Kini , galeri-galeri seni kian menjamur di Singapura. Negara itu pun menjadi tujuan utama para seniman-seniman Asia yang ingin go international. Kuncinya, kata dr. Oei, adalah kemapanan infrastruktur seni mereka yang sayangnya tidak dimiliki Indonesia. “Seluruh stakeholders seyogyanya bersatu, bahu-membahu mewujudkan infrastruktur seni Indonesia jika tak ingin tertinggal dari negara-negara Asia lainnya,” kata dr. Oei.

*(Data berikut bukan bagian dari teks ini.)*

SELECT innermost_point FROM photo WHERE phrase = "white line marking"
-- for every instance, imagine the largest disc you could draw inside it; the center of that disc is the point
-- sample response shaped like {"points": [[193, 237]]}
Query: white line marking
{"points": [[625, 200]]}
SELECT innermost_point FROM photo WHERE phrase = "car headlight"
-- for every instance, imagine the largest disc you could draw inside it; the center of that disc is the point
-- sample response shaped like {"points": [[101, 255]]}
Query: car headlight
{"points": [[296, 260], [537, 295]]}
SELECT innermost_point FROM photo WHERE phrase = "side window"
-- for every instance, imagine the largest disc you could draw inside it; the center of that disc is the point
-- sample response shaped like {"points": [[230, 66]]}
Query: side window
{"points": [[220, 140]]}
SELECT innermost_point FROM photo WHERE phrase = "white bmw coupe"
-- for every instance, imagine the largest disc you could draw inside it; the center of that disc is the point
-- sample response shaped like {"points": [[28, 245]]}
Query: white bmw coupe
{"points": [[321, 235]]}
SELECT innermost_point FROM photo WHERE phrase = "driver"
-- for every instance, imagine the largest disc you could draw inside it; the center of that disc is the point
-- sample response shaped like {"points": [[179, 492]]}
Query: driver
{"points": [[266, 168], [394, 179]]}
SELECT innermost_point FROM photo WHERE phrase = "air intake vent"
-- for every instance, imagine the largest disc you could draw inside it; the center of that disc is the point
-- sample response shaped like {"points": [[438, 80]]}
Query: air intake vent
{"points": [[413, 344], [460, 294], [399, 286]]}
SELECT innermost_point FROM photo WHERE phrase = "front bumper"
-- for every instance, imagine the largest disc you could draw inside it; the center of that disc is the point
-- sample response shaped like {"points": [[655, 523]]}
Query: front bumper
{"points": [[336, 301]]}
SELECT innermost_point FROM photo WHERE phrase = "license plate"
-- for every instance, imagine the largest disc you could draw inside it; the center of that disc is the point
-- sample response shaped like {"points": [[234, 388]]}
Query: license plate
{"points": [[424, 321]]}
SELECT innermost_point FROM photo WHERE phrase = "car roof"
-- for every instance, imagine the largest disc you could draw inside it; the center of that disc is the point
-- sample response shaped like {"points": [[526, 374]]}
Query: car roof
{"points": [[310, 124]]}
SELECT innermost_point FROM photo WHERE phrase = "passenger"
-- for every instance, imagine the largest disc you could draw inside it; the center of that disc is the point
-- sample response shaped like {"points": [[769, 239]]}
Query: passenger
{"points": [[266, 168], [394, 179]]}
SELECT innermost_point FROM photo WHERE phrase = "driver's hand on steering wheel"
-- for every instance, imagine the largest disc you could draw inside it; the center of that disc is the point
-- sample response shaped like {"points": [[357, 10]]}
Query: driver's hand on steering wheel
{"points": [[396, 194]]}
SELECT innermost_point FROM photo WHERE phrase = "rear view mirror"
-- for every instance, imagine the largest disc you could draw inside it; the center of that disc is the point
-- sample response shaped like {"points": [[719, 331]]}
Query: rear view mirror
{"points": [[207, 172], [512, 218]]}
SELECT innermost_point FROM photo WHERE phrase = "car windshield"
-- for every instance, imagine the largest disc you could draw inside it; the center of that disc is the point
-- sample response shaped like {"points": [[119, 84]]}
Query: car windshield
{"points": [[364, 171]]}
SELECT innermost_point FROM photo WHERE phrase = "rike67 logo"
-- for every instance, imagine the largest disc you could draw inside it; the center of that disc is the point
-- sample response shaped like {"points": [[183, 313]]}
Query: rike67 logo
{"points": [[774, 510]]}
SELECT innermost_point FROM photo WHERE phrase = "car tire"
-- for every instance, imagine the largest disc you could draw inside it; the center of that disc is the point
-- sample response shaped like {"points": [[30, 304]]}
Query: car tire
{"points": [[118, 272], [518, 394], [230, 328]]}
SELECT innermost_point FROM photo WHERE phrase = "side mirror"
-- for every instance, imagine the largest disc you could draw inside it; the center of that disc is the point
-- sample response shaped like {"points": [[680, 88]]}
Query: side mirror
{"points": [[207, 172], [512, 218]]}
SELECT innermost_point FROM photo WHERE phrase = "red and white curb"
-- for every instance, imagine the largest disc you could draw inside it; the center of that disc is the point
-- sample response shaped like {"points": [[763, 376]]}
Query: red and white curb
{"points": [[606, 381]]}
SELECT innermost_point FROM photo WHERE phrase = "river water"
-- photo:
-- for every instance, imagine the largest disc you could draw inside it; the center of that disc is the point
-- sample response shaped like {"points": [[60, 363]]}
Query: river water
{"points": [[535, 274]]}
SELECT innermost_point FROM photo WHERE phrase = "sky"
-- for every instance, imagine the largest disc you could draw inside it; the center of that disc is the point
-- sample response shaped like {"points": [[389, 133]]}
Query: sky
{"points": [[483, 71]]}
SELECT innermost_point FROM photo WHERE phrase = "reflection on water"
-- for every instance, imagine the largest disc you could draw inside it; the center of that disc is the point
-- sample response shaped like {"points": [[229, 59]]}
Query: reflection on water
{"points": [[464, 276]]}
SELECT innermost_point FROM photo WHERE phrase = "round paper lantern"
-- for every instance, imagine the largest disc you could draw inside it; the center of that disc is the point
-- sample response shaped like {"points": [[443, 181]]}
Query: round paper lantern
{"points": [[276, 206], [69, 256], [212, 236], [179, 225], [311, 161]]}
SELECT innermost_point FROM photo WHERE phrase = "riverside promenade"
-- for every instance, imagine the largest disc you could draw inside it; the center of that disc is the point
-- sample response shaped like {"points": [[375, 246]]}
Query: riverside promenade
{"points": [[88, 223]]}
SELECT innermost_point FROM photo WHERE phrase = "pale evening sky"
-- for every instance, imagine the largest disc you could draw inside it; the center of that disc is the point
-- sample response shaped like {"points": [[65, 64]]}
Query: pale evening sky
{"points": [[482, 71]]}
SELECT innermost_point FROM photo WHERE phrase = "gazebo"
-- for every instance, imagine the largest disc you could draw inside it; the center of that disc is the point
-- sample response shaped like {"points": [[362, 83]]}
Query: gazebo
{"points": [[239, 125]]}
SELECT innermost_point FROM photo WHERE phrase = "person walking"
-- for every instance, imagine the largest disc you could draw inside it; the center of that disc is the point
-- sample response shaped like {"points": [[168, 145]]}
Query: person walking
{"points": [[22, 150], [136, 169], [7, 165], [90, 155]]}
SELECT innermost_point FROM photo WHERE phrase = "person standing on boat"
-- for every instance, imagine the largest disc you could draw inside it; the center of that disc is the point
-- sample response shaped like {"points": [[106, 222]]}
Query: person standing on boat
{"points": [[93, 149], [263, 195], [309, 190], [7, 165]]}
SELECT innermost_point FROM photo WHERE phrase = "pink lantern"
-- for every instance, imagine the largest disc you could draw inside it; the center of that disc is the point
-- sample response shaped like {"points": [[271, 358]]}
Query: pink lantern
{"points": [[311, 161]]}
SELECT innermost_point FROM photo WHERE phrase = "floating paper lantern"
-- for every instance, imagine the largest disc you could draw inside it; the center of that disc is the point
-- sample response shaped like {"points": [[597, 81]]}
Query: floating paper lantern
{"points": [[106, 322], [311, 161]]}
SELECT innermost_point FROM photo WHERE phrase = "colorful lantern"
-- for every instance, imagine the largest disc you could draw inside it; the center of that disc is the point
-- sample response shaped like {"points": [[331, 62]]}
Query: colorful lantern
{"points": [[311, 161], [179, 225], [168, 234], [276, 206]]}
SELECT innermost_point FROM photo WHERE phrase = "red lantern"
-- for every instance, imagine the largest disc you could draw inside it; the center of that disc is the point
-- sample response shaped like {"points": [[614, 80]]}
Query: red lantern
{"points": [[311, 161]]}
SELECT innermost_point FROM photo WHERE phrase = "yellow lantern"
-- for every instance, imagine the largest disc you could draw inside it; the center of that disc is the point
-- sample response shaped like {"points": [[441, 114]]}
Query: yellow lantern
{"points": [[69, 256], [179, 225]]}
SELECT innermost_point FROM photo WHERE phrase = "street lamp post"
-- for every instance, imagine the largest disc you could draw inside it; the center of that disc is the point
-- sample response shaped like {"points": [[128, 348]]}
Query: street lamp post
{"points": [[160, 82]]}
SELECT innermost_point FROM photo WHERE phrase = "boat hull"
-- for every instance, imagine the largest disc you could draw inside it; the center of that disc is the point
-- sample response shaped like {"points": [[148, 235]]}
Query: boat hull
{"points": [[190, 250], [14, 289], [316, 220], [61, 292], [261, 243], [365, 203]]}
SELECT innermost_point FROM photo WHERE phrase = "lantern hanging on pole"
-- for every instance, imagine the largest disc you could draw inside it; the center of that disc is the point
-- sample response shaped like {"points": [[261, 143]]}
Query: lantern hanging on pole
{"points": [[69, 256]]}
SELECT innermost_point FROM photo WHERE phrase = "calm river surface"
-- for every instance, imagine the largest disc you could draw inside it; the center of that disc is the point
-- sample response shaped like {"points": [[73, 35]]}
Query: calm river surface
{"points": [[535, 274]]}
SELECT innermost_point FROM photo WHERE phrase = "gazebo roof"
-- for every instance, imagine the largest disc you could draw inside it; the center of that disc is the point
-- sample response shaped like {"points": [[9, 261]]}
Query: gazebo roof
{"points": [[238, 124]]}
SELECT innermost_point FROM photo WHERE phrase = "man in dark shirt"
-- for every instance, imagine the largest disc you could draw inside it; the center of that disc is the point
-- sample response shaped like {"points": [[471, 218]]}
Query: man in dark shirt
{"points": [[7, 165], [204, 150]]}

Kesadaran yang sama juga mendasari aksi sembilan pengusaha sukses di Indonesia untuk memunculkan proyek revitalisasi Kota Tua Jakarta yang kemudian mendorong mereka untuk mendirikan PT Pembangunan Kota Tua Jakarta (Jakarta Old Town Revitalization Corp – JOTRC) dan Jakarta Endowments for Art & Heritage (JEFORAH). Tujuan utamanya sederhana, yaitu “memulihkan kembali kawasan Kota Tua Jakarta yang telah mengalami pelapukan dan mengembalikan identitasnya sebagai the center of excellence,” ujar CEO JOTRC dan JEFORAH, Lin Che Wei.
Akan tetapi, mereka tidak menjadikan kawasan Kota Tua semata-mata sebagai pusat museum, kawasan untuk mengenang dan mempelajari sejarah. JOTRC dan JEFORAH justru menghidupkannya dengan cara yang lebih modern. Salah satunya dengan mengalihfungsikan lantai dua bangunan tua bersejarah Kantor Pos Fatahillah sebagai Jakarta Contemporary Art Space. Ruang seluas 1.182 meter persegi itu didedikasikan untuk mendukung seniman-seniman kontemporer Indonesia yang kekurangan ruang untuk memamerkan karya-karyanya, sekaligus mencatat pencapaian kreatif mereka yang belum pernah tercatat dalam sejarah.
Pada malam peresmian Jakarta Contemporary Art Space yang berlangsung pada 13 Maret 2014, sebanyak 47 seniman kontemporer Indonesia akan memamerkan karya-karya terbaik mereka dalam pameran bersama bertajuk “Center of Excellence”. Pameran yang berlangsung hingga 13 September 2014 ini digelar atas kerjasama Sarasvati Art Management, OHD Management, dan Heri Pemad Management.
Tapi tentu saja, malam 13 Maret 2014 bukanlah puncaknya. Diperlukan strategi dan rencana berkelanjutan yang tidak melulu menggandeng kata ‘dahulu’ dan ‘kuno’. Pengalihan fungsi bangunan-bangunan tua menjadi sarana yang lebih modern, seperti yang dilakukan Singapura, Cina, dan Malaysia, dengan menjadikan bangunan-bangunan tua sebagai hotel, restoran, galeri seni, dan juga pusat perbelanjaan, sepertinya menjadi jawaban yang lebih realistis.